Bald schon wird er sich zurück ziehen zum Gebet. Bald schon wird er mit seinem Vater ringen und ihn anflehen, ihm diesen Kelch, dieses Schicksal zu ersparen. Bald schon wird er traurig sein, dass seine Jünger selig schlummern statt an seiner Seite vor Gott für ihn einzutreten. Und bald schon wird sich eine Kohorte mit Soldaten des Hohenpriesters nähern. Mit seinem Jünger Judas an der Spitze. Bald schon wird der ihn mit einem Kuss begrüßen - und damit verraten. Und bald schon wird Jesus abgeführt werden. Zuerst in den Palast des Hohenpriesters, dann in die Festung Antonia zum römischen Statthalter Pilatus und schließlich auf den Hügel Golgatha, die Hinrichtungsstätte der Römer in Jerusalem.
Eben noch traute Gemeinschaft und Lobgesänge und ein festliches Mahl und Erinnerungen an die großen Wunder Gottes in der Vergangenheit.

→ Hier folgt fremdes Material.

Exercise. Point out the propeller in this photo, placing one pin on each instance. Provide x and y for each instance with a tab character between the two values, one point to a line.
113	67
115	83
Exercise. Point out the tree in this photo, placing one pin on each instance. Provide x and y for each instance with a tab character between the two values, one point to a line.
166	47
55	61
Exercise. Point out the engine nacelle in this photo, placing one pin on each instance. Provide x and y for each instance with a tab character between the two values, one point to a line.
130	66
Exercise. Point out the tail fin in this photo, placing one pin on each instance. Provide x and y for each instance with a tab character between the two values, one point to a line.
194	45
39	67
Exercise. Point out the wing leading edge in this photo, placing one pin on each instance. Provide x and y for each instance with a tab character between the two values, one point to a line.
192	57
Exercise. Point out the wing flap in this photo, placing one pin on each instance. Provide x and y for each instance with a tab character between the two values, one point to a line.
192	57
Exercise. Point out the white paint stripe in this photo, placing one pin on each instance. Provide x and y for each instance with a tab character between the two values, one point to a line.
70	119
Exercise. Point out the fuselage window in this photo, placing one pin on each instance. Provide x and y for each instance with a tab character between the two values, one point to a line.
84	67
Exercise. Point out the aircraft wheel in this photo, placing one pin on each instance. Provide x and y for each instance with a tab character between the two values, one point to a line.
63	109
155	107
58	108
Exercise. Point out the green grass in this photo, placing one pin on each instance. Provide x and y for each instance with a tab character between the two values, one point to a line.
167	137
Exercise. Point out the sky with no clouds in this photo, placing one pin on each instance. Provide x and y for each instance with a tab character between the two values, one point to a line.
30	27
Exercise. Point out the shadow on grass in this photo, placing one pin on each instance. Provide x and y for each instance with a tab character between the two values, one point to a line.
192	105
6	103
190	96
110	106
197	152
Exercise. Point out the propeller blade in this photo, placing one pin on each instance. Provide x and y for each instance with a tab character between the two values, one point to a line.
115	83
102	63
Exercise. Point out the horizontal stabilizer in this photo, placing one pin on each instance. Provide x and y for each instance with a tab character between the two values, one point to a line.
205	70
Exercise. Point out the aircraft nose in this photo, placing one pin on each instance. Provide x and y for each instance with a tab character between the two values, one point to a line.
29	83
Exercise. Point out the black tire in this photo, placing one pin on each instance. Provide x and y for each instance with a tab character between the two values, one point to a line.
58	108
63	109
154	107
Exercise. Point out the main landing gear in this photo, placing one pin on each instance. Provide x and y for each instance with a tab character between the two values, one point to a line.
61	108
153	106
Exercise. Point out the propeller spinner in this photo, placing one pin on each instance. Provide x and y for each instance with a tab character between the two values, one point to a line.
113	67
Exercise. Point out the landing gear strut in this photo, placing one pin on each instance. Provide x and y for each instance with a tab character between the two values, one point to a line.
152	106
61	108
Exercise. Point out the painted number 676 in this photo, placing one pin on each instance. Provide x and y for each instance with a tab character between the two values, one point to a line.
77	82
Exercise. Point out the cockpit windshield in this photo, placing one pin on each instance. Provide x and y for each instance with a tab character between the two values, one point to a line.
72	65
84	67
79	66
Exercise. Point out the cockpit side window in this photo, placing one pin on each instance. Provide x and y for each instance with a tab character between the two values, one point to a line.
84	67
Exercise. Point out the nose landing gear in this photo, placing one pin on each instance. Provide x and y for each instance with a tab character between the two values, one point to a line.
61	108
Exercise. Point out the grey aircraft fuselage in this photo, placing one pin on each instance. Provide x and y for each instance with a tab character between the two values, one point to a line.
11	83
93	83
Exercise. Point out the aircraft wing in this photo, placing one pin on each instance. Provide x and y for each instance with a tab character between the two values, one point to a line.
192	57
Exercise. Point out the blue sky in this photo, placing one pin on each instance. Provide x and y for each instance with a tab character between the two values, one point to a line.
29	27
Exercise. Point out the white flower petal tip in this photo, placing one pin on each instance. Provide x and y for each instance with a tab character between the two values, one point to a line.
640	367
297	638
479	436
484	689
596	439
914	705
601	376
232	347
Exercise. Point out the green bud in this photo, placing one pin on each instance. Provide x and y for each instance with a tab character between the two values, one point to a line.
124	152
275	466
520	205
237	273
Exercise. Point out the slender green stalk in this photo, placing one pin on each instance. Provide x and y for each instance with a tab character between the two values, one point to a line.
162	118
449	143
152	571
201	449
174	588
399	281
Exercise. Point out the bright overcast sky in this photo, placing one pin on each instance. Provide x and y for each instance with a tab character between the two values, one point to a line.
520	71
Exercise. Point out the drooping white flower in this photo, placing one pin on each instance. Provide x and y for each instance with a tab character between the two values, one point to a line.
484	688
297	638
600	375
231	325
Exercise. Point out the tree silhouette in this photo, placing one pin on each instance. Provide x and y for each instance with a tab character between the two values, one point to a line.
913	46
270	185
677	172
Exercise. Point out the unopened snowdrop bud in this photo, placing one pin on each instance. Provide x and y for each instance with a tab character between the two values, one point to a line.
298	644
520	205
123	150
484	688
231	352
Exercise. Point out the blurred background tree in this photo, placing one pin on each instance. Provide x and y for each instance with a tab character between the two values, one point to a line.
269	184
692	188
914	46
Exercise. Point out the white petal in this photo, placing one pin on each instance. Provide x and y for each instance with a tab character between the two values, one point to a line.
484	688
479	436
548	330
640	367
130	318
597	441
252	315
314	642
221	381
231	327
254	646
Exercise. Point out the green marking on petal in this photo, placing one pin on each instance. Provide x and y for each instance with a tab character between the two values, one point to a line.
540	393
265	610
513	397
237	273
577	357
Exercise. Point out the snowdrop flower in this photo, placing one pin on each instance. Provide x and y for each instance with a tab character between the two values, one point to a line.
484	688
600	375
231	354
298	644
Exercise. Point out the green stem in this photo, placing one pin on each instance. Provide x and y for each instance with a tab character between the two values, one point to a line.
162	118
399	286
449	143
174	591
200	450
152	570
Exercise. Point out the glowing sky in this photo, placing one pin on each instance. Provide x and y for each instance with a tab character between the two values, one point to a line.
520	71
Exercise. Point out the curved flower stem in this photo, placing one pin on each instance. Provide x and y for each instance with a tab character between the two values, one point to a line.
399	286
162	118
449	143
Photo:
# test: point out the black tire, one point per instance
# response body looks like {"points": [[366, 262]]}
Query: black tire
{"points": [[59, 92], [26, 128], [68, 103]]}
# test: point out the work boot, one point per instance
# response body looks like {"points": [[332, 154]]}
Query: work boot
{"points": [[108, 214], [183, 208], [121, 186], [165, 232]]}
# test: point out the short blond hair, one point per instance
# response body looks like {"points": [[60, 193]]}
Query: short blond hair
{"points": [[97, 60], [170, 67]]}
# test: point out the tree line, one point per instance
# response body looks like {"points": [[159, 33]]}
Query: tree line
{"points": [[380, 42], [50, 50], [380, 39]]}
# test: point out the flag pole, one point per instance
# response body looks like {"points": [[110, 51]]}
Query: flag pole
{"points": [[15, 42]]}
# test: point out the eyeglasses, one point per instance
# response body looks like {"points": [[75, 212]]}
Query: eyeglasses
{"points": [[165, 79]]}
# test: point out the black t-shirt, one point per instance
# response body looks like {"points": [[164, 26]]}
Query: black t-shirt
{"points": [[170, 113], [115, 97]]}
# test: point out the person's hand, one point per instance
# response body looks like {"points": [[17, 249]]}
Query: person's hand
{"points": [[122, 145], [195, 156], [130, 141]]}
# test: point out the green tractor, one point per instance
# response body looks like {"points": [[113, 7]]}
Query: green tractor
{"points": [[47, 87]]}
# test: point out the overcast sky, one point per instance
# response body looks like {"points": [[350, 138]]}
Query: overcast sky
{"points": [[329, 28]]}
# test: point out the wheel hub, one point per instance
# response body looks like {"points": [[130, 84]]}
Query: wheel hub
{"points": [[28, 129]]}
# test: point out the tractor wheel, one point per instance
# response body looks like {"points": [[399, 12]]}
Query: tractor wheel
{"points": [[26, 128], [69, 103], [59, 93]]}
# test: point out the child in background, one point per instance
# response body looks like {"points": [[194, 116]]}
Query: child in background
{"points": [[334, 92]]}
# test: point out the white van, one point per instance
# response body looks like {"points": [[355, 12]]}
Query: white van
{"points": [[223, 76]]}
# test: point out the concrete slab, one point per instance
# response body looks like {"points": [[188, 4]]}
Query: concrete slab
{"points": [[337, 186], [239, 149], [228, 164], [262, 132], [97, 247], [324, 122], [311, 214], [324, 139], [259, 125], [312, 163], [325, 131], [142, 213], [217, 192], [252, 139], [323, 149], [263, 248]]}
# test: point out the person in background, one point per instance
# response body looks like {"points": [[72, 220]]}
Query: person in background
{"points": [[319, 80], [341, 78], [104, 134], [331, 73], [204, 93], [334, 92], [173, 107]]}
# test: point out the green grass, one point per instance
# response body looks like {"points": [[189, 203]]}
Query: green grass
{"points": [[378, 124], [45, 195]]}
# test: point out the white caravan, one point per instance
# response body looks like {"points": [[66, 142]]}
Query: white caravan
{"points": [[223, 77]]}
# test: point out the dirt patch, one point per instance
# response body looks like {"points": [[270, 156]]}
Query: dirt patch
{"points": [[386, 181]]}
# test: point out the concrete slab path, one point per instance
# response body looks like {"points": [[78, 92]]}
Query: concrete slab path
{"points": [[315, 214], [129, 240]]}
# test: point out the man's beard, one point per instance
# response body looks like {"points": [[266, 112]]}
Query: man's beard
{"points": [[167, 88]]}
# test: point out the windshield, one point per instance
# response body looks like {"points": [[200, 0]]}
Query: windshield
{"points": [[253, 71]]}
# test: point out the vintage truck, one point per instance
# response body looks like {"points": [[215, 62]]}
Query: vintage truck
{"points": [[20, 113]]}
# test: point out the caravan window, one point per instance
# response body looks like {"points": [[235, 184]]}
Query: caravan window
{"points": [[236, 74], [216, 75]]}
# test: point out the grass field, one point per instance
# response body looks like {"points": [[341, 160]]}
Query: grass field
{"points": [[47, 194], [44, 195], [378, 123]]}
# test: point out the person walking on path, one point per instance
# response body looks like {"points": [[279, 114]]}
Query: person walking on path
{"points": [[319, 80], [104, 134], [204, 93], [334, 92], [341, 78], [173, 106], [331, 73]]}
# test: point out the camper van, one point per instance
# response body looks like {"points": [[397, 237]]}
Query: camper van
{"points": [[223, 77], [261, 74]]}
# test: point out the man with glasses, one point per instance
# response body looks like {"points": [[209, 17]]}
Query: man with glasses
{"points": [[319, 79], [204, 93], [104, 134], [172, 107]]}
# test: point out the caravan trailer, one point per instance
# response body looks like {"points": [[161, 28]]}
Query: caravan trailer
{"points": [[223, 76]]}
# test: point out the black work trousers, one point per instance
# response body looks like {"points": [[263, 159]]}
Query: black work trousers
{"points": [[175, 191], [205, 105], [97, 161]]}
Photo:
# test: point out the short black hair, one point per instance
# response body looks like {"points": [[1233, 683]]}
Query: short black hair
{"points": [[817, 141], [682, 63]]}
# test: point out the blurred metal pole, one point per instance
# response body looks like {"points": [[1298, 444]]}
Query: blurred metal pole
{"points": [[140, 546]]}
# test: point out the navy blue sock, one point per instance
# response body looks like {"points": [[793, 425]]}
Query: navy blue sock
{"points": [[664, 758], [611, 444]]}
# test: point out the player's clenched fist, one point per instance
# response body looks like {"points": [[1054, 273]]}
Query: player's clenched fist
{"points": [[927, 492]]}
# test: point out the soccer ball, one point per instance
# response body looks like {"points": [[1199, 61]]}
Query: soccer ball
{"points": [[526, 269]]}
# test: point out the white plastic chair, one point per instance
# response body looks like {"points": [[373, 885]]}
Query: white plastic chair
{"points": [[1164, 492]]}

Und jetzt allein und verheult und verängstigt. Und bald schon der verzweifelte Schrei: „Mein Gott, warum hast du mich verlassen.“
Kennen Sie das? Nein, nicht so. Aber mancher kann sich an ähnliche Situationen in seinem Leben erinnern. Alles war gut und warm und harmonisch und auf einmal passt nichts mehr zusammen. Wie ein Blitz aus heiterem Himmel hat die Diagnose des Arztes alles verändert. Als hätte ein Erdbeben alles zerstört, woran man sich bisher festgehalten hatte. Und auf einmal macht das Gottvertrauen Platz für zornige Zweifel, für bittere Fragen. „Mein Gott, warum hast du mich verlassen?“
Warum das manchmal so geht in unserem Leben? Ich weiß es nicht. Aber ich weiß, dass sich jeder in einer solchen Lage zu diesem Jesus flüchten kann. Dem es ja noch viel schlimmer ergangen ist und der darum versteht, wie’s uns gerade ergeht. Und der darum wirklich trösten kann. Und Durchhaltekraft schenken kann.
Auf so viele Fragen in unserem Leben gibt es keine Antworten. Wenigstens keine, mit denen wir so richtig etwas anfangen könnten. Aber es gibt ihn. Den Mann, der vor uns von den Lobgesängen in die tiefste Verzweiflung gegangen ist. Er schließt uns in seine Arme. Er tröstet uns mit seinen durchbohrten Händen.
Er kann das, weil er ja nicht nur der Mann am Kreuz ist. Er ist vor allem auch der Auferstandene vom Ostermorgen. Der Todesüberwinder. Er lebt. Und er zieht uns durch alle unsere Tode, die kleinen und den einen großen, in sein Leben. Sein ewiges Leben. Am Ende ist alles hell. Am Ende wird alles gut. Am Ende klingen wieder die Lobgesänge. Und sie werden in alle Ewigkeit nicht verstummen.